Vereinigtes Königreich Keine gesetzliche Obergrenze; Händler, die Barzahlungen über €15.000 Euro annehmen, müssen sich dafür registrieren lassen.
Norwegen Keine gesetzliche Obergrenze; teilweise Einschränkungen bei Dienstleistungen ab 10.000 Norwegischen Kronen
Schweden Keine gesetzliche Obergrenze; vertragliche Ablehnungen von Bargeld als Zahlungsmittel zulässig.
Finnland Keine gesetzliche Obergrenze; keine Verpflichtung zur Annahme von Bargeld für Händler.
Estland Keine gesetzliche Obergrenze; Ablehnung von Bargeld ab 50 Euro zulässig, allerdings nicht für Banken.
Ungarn Keine gesetzliche Obergrenze für Verbraucher; Limit bei 1,5 Millionen Ungarischen Forint Euro für mehrwertsteuerpflichtige Einzelpersonen und juristische Personen.
Niederlande Keine gesetzliche Obergrenze; Verpflichtung zur Meldung "verdächtiger Zahlungen" ab 2000 Euro für Banken, Casinos, Versicherer etc.
Dänemark Keine gesetzliche Obergrenze; teilweise Einschränkungen bei Dienstleistungen ab 10.000 Dänischen Kronen.
Belgien Gesetzliche Obergrenze bei 3000 Euro; grundsätzliches Verbot von Barzahlungen bei Immobilienkäufen.
Frankreich Gesetzliche Obergrenze bei 1.000 Euro für Franzosen und bei 10.000 Euro für Ausländer; Zahlungen von privat an privat sind ausgenommen.
Spanien Gesetzliche Obergrenze bei 2.500 Euro für Spanier und bei 15.000 Euro für Ausländer.
Portugal Gesetzliche Obergrenze bei 1.000 Euro; Zahlungen von privat an privat sind ausgenommen.
Italien Gesetzliche Obergrenze bei 2.999 Euro.
Kroatien Gesetzliche Obergrenze bei 15.000 Euro.
Griechenland Gesetzliche Obergrenze bei 15.000 Euro; Käufe von Fahrzeugen sind ausgenommen.
Bulgarien Gesetzliche Obergrenze bei 14.999 Bulgarischen Lew.
Rumänien Gesetzliche Obergrenze bei 10.000 Rumänischen Leu pro Tag und Person.
Slowakei Gesetzliche Obergrenzen bei 15.000 Euro für Verbraucher (privat an privat); bei 5.000 für Händler und Kaufverträge zwischen Händlern und Verbrauchern.
Tschechien Gesetzliche Obergrenze bei 350.000 Tschechischen Kronen
Polen Gesetzliche Obergrenze bei 15.000 Euro

9.999,99 Euro - die Grenze für anonyme Bargeschäfte

In Deutschland existiert kein Limit für Barzahlungen, es gibt jedoch eine Obergrenze für anonym getätigte Käufe, die bei 9.999,99 Euro liegt. Wer beispielsweise ein Auto, Gold oder Silber für 10.000 Euro oder mehr in bar kauft, muss sich grundsätzlich ausweisen.

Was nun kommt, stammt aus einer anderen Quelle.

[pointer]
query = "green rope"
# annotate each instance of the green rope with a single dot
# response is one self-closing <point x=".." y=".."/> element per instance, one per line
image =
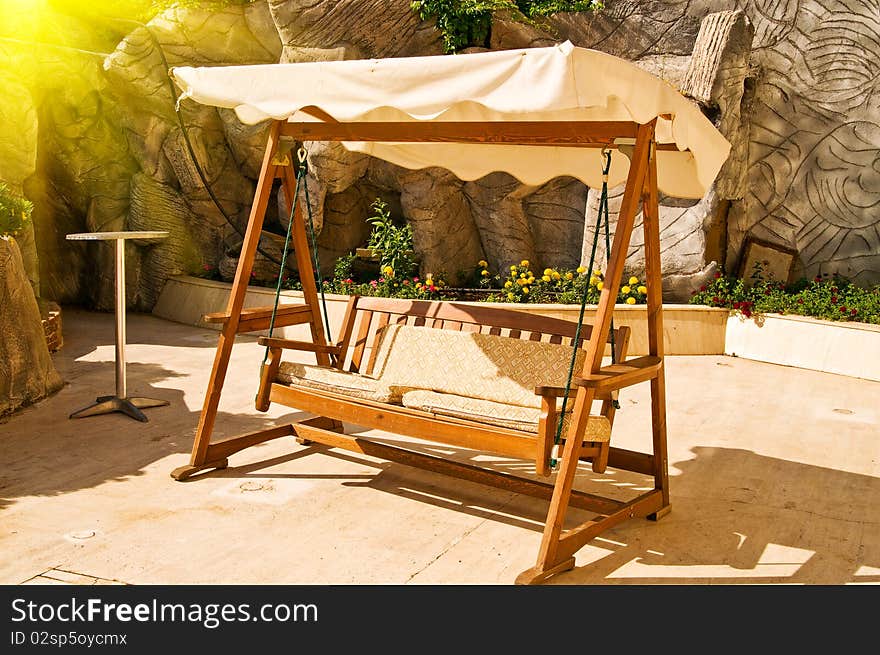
<point x="314" y="241"/>
<point x="283" y="267"/>
<point x="603" y="211"/>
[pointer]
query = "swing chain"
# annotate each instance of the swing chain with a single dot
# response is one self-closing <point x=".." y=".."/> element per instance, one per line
<point x="602" y="213"/>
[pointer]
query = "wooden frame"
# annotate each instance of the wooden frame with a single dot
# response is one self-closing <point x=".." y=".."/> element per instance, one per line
<point x="558" y="546"/>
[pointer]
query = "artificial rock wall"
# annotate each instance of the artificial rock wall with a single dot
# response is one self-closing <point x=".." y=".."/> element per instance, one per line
<point x="792" y="84"/>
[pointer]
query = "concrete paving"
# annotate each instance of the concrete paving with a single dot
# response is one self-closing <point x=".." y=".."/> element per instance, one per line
<point x="775" y="479"/>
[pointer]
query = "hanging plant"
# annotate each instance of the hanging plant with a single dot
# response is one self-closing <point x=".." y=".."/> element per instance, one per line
<point x="465" y="23"/>
<point x="15" y="212"/>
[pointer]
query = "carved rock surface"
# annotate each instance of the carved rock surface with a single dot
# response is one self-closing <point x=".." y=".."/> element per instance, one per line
<point x="27" y="373"/>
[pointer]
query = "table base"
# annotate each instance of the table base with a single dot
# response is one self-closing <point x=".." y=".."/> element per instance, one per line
<point x="128" y="406"/>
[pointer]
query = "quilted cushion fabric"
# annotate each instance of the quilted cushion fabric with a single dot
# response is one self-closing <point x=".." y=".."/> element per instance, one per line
<point x="325" y="378"/>
<point x="500" y="414"/>
<point x="481" y="366"/>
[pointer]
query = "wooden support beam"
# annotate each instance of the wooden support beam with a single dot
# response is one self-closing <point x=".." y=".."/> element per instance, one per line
<point x="236" y="301"/>
<point x="546" y="133"/>
<point x="463" y="471"/>
<point x="618" y="376"/>
<point x="549" y="554"/>
<point x="651" y="212"/>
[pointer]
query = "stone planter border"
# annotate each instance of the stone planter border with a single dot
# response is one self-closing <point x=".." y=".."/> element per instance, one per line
<point x="846" y="348"/>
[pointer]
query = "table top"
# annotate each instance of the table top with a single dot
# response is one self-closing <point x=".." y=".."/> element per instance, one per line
<point x="107" y="236"/>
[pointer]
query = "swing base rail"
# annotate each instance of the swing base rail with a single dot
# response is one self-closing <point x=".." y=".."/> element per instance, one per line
<point x="325" y="431"/>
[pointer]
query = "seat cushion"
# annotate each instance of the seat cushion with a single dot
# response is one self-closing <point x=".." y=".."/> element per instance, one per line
<point x="482" y="366"/>
<point x="325" y="378"/>
<point x="503" y="415"/>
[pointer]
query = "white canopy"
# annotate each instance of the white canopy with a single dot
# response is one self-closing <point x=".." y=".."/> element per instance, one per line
<point x="558" y="83"/>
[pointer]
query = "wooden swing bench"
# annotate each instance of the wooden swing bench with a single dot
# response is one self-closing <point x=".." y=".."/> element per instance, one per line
<point x="470" y="376"/>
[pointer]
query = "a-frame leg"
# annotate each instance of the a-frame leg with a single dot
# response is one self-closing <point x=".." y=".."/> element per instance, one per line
<point x="651" y="224"/>
<point x="199" y="459"/>
<point x="557" y="548"/>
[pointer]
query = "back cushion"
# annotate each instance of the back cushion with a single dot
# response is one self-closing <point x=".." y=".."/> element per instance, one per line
<point x="490" y="367"/>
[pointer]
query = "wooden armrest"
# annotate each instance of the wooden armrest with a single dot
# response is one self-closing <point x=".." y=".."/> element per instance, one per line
<point x="291" y="344"/>
<point x="555" y="392"/>
<point x="256" y="313"/>
<point x="618" y="376"/>
<point x="559" y="392"/>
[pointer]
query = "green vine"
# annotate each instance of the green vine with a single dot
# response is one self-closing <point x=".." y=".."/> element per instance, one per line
<point x="465" y="23"/>
<point x="15" y="212"/>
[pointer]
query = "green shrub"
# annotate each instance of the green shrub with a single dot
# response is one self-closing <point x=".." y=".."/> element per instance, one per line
<point x="391" y="243"/>
<point x="465" y="23"/>
<point x="15" y="212"/>
<point x="828" y="297"/>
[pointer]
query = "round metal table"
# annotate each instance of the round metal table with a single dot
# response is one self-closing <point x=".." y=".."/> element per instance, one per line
<point x="120" y="402"/>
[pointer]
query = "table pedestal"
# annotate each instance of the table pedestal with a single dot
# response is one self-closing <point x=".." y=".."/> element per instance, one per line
<point x="120" y="402"/>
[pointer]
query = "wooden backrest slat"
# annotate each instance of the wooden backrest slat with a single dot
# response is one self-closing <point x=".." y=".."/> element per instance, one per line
<point x="360" y="344"/>
<point x="383" y="320"/>
<point x="478" y="313"/>
<point x="374" y="314"/>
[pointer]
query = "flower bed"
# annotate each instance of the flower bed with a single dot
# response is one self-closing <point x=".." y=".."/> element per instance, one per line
<point x="827" y="297"/>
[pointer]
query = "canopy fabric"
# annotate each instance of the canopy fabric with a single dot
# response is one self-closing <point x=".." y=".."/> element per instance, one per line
<point x="557" y="83"/>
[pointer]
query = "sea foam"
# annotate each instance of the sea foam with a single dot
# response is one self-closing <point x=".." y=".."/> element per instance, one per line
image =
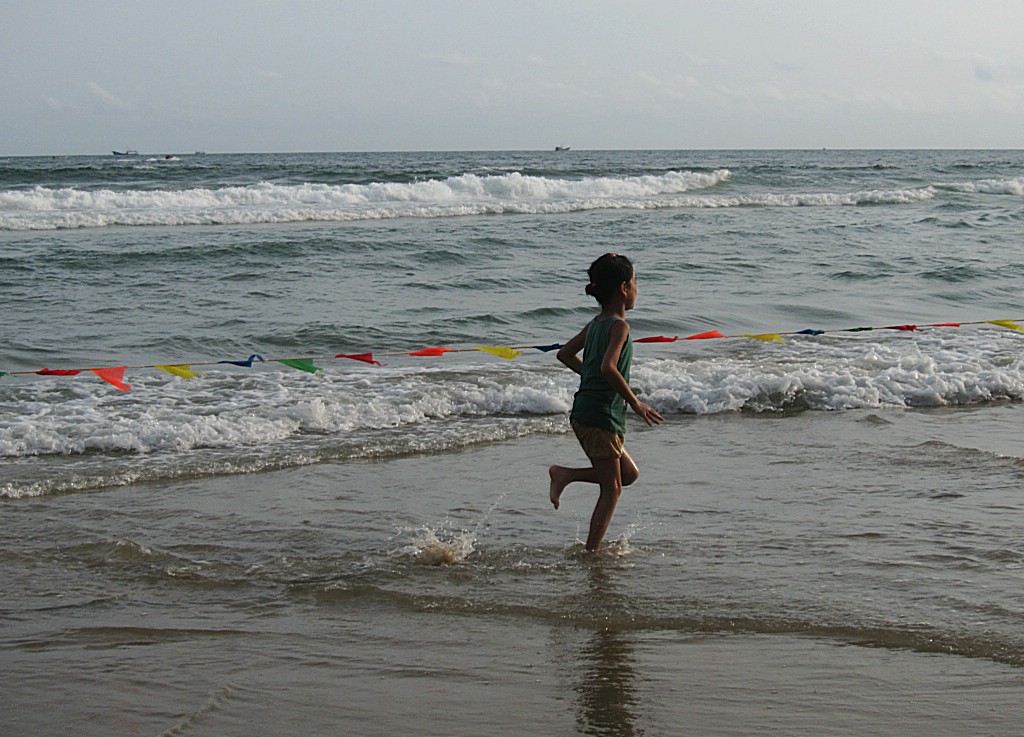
<point x="467" y="194"/>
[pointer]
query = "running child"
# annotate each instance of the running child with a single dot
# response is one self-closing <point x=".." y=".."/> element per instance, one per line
<point x="598" y="416"/>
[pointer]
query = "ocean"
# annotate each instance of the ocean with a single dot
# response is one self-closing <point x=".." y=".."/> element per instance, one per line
<point x="263" y="537"/>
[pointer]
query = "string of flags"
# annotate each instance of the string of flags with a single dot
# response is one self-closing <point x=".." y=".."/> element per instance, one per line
<point x="115" y="375"/>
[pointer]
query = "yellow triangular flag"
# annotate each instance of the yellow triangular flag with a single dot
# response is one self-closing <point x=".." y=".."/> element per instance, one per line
<point x="182" y="370"/>
<point x="502" y="351"/>
<point x="1008" y="323"/>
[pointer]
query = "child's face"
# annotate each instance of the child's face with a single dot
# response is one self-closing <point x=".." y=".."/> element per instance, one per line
<point x="631" y="293"/>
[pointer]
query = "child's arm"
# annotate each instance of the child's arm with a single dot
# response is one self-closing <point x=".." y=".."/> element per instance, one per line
<point x="568" y="353"/>
<point x="609" y="370"/>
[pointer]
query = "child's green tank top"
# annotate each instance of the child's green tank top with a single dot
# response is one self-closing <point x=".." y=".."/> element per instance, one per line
<point x="597" y="403"/>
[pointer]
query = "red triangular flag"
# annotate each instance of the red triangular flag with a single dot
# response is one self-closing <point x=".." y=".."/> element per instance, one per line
<point x="365" y="357"/>
<point x="656" y="339"/>
<point x="113" y="375"/>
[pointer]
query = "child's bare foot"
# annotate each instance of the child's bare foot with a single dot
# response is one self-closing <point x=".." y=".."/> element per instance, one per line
<point x="559" y="480"/>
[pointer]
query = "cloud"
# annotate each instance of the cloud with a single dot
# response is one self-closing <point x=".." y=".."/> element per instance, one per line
<point x="107" y="96"/>
<point x="453" y="58"/>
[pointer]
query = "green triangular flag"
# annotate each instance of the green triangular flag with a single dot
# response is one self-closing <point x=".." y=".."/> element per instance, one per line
<point x="305" y="364"/>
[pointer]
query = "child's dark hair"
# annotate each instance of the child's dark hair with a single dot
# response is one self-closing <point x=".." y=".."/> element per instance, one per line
<point x="605" y="275"/>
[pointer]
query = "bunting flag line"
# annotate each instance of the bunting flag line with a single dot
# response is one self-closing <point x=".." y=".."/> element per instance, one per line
<point x="305" y="364"/>
<point x="115" y="375"/>
<point x="182" y="370"/>
<point x="365" y="357"/>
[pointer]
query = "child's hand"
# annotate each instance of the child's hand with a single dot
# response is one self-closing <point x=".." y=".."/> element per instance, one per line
<point x="648" y="414"/>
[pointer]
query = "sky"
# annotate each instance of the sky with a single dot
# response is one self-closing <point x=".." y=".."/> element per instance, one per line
<point x="225" y="76"/>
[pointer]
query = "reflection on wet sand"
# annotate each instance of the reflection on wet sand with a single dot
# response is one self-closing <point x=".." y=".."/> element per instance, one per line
<point x="606" y="695"/>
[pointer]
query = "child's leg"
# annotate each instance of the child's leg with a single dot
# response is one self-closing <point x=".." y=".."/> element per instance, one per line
<point x="608" y="472"/>
<point x="562" y="476"/>
<point x="628" y="469"/>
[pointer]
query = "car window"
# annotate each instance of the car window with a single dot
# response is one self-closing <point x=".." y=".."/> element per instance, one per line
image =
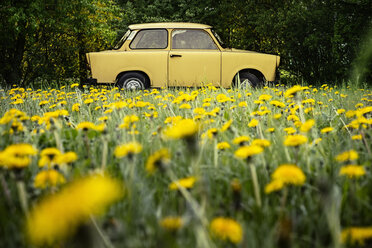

Rechtliche Grundlage für diese Regelung ist das verschärfte Geldwäschegesetz auf Basis der die 4. Geldwäscherichtlinie der EU. Die Richtlinie wurde von Deutschland im Juni 2017 in nationales Recht übersetzt.

Der Verkäufer, im Sinne des Geldwäschegesetzes ein Verpflichteter, muss die folgenden Daten des Käufers dokumentieren:

  • Name
  • Geburtsdatum
  • Geburtsort
  • Staatsangehörigkeit
  • Anschrift

Obergrenzen und Kosten beim Bargeld abheben

Das Limit beim Bargeld abheben ist in Deutschland nicht einheitlich geregelt und hängt vom Kreditinstitut und vom Kartentyp (Visa Card, Girocard / EC-Karte etc.) ab.

Typischerweise unterscheiden die Banken zwischen einem Tages- und einem Wochenlimit für Bargeldabhebungen. Ob den Bankkunden eine individuelle Anpassung des Limits gestattet wird, liegt im Ermessen der Bank beziehungsweise des Herausgebers der Karte.

Einführen von Bargeld nach Deutschland

Bei der Einfuhr oder Ausfuhr von Bargeld und gleichgestellten Zahlungsmitteln (außer Kurs gesetzte Banknoten und Münzen, zum Beispiel D-Mark) nach Deutschland wird zwischen EU-Staaten und Staaten außerhalb der Europäischen Union unterschieden.

Reisen Sie in einen EU-Staat aus oder aus einem EU-Staat ein, müssen Sie auf Nachfrage des Zollbeamten mündlich wahrheitsgemäße Auskünfte geben.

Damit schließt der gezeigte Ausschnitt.